Comment est née cette exposition ?
La Fondation d’Entreprise Ricard m’a proposé de faire une exposition en m’expliquant que le principe est d’inviter un commissaire que l’artiste ne connait pas, pour une sorte d’enrichissement mutuel. J’avais un peu peur, je n’ai pas l’habitude de travailler avec des commissaires ! Colette Barbier (directrice de la Fondation) a pensé à Éric Troncy, un ami de longue date avec lequel elle avait déjà travaillé. J’ai tout de suite été enchantée par la proposition parce que c’est quelqu’un qui m’a formée à travers ses écrits. J’ai toujours été très fan de son travail, de certaines expositions qu’il a faites, comme à la triennale de la Force de l’Art où il a montré des œuvres difficiles de Bernard Buffet (Superdéfense, 2006). Dernièrement il a fait une expo qui m’a beaucoup intéressée, à la galerie Almine Rech [The Shell (Landscapes, Portraits & Shapes)], une ligne de peintures avec des artistes de toute sorte ; je me suis vraiment sentie chez moi quand j’ai vu ça. J’étais très impatiente de commencer le travail. Je lui ai donné une clef USB avec toute mon œuvre du début à la fin, plus de mille tableaux à regarder. Au bout d’un moment il m’a dit « je pense qu’il faut être simple, et j’ai envie de montrer que tu es une grande peintre, c’est tout. » Evidemment ce n’est pas le genre de postulat que je peux faire moi-même lorsque je fais une exposition. Il a articulé l’exposition en trois parties. D’abord le rapport à la peinture : le peintre et le modèle, et le rapport à l’art avec Peggy Guggenheim, et l’Enterrement… Une peinture plus trash, puis cette salle de portraits et doubles-portraits qui constituait plus un objet artistique en soi. Je l’ai laissé faire l’accrochage tout seul, je lui ai fait totalement confiance, et je suis retournée le lendemain. J’étais soufflée, c’était parfait, au centimètre près, il n’y avait rien à redire. J’espère un jour retravailler avec lui, c’est quelqu’un qui connait la peinture, qui comprend complètement ce que je fais ; c’est assez rare pour moi de rencontrer quelqu’un comme ça, et qui formule les choses de cette façon. Il a aussi ce goût pour le mauvais goût, et on fonctionne bien ensemble. Pour moi, c’est même au-delà d’une simple exposition : ça m’a aussi donné confiance. Je n’aurais pas osé faire un accrochage comme ça, mettre des cadres par exemple, et ça a fonctionné.

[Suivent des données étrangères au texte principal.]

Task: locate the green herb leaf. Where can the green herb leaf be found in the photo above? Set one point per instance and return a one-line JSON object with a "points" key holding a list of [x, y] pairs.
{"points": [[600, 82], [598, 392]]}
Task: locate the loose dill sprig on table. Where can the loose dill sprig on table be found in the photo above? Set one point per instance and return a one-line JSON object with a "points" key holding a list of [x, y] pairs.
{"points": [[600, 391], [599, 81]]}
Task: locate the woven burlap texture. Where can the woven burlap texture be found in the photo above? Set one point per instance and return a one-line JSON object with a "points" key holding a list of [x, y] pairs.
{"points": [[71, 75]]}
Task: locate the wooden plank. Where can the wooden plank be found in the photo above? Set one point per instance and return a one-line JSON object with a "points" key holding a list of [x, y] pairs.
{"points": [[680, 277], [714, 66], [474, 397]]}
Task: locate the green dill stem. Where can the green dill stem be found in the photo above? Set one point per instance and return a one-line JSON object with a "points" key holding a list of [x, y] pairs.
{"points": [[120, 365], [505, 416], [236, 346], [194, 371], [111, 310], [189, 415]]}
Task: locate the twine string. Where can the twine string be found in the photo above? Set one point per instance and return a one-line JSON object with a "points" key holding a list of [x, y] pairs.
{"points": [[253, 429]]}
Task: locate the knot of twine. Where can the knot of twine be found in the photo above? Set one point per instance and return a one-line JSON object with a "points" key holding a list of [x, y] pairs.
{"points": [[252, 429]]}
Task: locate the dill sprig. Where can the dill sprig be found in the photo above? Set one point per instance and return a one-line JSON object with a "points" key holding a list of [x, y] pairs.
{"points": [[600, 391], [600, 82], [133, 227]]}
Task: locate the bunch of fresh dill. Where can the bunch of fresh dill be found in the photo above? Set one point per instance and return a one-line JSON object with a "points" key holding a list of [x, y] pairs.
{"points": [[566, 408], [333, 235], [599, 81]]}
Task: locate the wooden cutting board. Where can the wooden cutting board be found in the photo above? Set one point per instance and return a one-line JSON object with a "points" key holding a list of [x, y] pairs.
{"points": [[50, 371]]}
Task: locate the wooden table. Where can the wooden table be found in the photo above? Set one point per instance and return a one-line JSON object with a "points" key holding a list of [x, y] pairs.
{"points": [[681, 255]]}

Le fait de travailler d’après photos et notamment d’images iconiques semble éloigner votre peinture d’une possible dimension narrative ; est-ce qu’au contraire l’espace et le moment de l’exposition écrivent des histoires ?
C’est vrai, la narration ne m’intéresse pas et c’est dans mon intention de plutôt travailler l’image. Dans l’exposition, la mise en contexte et surtout les relations entre les tableaux font qu’effectivement la narration peut arriver. Éric Troncy était vraiment sur le même registre que moi, on était d’accord sur qu’on avait envie de raconter avec ces tableaux. Je pense que c’est pour ça que l’exposition fonctionne bien : il y a vraiment une corrélation entre la volonté que je mets dans mes peintures, individuellement ou même généralement, et la narration qu’a créée le commissaire dans l’accrochage.

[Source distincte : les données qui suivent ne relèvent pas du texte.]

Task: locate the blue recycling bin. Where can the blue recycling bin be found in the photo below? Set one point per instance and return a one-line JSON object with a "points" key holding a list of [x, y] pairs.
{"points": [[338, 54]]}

Il y a une écriture des regards qui se joue dans l’espace, notamment cette galerie de portraits de femmes, déployée sous le regard d’un homme, le Peintre.
C’est plutôt comme s’il regardait ce qu’il avait fait en ricanant, c’est un clin d’œil. Sachant que le portrait de l’homme est une copie d’un tableau qui existe.
La question de la copie est particulièrement frappante dans cette salle : d’un côté on voit une série de jumelles, de doubles, des doubles quasiment maléfiques qui font repenser aux versions good et bad des peintures que vous faites à partir de photos. Est-ce que la peinture œuvre pour vous comme le double maléfique de la photographie ?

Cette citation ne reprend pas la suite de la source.